Although the La Verne Law team did not place in the extremely competitive event in the nation’s capital, judges repeatedly complimented the skills of third-year students Margarita Velikanov and Amir Carr.
Velikanov and Carr earned third place at the western regional competition in October. Velikanov also earned the honor of 2nd place oralist.
“We were able to do better than students ranked in the top 10, top 20 of all law schools in the nation,” Velikanov said. “It’s very overwhelming because it was so unexpected.”
Adjunct La Verne Law professor Dean McVay, an attorney with Lewis Brisbois Bisgaard & Smith LLP, was instrumental in the team’s success, she said. McVay has been coaching moot court teams since 1999, and La Verne Law’s teams have placed well in a variety of competitions.
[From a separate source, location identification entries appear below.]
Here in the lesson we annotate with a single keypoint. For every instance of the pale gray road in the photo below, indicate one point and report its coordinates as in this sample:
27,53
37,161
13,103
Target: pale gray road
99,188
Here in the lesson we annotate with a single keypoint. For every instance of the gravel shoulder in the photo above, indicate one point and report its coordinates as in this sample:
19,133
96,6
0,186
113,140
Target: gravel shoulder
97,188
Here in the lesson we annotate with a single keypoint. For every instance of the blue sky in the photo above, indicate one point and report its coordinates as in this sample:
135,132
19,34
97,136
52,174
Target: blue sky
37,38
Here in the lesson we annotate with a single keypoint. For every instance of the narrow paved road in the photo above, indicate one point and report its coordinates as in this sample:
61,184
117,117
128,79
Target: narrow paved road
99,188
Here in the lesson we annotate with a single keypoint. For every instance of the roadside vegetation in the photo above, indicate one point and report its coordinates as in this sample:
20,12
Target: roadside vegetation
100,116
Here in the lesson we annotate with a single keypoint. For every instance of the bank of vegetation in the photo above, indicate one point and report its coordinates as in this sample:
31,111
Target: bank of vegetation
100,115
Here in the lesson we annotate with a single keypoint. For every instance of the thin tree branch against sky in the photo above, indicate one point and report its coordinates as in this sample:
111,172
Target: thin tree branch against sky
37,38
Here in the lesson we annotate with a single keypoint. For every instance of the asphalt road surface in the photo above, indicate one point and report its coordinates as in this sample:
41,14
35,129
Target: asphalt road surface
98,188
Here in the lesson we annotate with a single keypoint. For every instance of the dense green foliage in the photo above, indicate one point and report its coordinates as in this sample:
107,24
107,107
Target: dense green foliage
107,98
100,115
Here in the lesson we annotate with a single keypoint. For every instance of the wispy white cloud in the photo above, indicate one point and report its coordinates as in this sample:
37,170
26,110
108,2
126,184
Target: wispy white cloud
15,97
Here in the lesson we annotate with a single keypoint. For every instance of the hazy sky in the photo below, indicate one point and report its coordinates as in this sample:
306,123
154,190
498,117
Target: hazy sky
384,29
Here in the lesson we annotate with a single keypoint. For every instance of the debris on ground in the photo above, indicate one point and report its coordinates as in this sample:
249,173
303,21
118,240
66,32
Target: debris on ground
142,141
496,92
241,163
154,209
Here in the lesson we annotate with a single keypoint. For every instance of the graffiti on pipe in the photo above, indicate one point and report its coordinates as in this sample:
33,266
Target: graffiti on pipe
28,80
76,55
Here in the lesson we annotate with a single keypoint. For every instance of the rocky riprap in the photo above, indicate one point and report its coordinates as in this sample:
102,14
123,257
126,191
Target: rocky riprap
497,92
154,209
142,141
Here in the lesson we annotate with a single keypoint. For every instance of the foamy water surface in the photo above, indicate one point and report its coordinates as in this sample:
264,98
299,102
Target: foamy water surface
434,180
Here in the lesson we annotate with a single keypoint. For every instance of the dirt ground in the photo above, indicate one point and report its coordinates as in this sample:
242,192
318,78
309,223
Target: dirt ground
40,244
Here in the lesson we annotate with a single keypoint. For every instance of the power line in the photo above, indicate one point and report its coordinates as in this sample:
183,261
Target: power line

“He knew how to foster every student’s talent and teach every student what he or she needed to know or do, and out of nowhere you sounded better than you ever thought you could,” she said.
Velikanov and Carr received their question in August and dedicated hundreds of hours to preparing for the National Asian Pacific American Bar Association’s annual competition.
For national competitions, moot court teams must practice 16 times, arguing both sides before a panel of judges.
“We ask every conceivable question so they are not thrown off,” McVay said. “The students love it. They love the fact that they are getting one-on-one faculty attention and support. There’s instant return, critique, conversation. It’s almost like being in a theater rehearsal.”
Carr said moot court has taught him litigation and advocacy skills.
“You don’t get the opportunity to develop the practical side of the law unless you have an externship or you are on a moot court team,” he said. “For me, that’s the biggest supplement to what I’ve learned in law school. I’m excited about going to nationals. It’s a reflection of the hard work we’ve put in.”
Velikanov said moot court is teaching her how to be an attorney.
“You learn to think on your feet. You learn to think when something is thrown at you from left field. Those kinds of skills are so paramount to being an attorney and they are not taught in the classroom.”
Students also become familiar with basics such as how to stand at the podium and how to address the court.
The skill sets La Verne students acquire through moot court sets them apart, McVay said.
“Our students are a step above the rest because they know how to communicate and be persuasive,” he said. “When they go into court, they are ready to do that.”
Velikanov and Carr enjoyed going to Washington and are thankful for the experience.
“It’s hard not to be proud of yourself in that you are able to go to nationals against schools you never thought you would compete against,” Velikanov said. “There’s also a lot of pride in representing the University of La Verne College of Law.”